As mentioned in the Letter, although treatment with beta-blockers may slow the effect of catecholamine release thought to be the pathophysiological mechanism behind tako-tsubo cardiomyopathy, clinical benefits have not been demonstrated. However, treatment with ACE-I, which has shown improved survival in a registry, could contribute to ventricular remodeling.

In the case of coronavirus disease 2019 (COVID-19), treatment with ACE-I has generated controversy. When the disease first emerged, animal studies1 demonstrated that coronavirus uses angiotensin-converting enzyme 2 (ACE-2), an aminopeptidase with abundant expression in the lungs and heart, as a receptor for cell entry. Treatment with ACE-I increases the expression of ACE-2, leading to the hypothesis that it may affect susceptibility to the infection or its virulence. Later, a case-control study2 with more than 6000 patients found no evidence of an association between these drugs and COVID-19; current protocols therefore recommend continuing treatment with ACE-I in patients with SARS-CoV-2 infection in the absence of other contraindications.
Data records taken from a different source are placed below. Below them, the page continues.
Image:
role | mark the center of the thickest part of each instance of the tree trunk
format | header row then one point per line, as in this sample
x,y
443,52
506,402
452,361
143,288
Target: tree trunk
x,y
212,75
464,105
As tako-tsubo cardiomyopathy is a rare complication of SARS-CoV-2 infection, to date there are no specific studies on the recommended treatment. The only treatment with evidence on survival in COVID-19 is corticosteroids3 (dexamethasone), possibly due to its effect on the inflammatory cascade that occurs in this disease. Bearing in mind that the systemic inflammatory status could contribute to the development of tako-tsubo cardiomyopathy, treatment with dexamethasone may affect its onset and outcome, although specific studies are needed to assess this.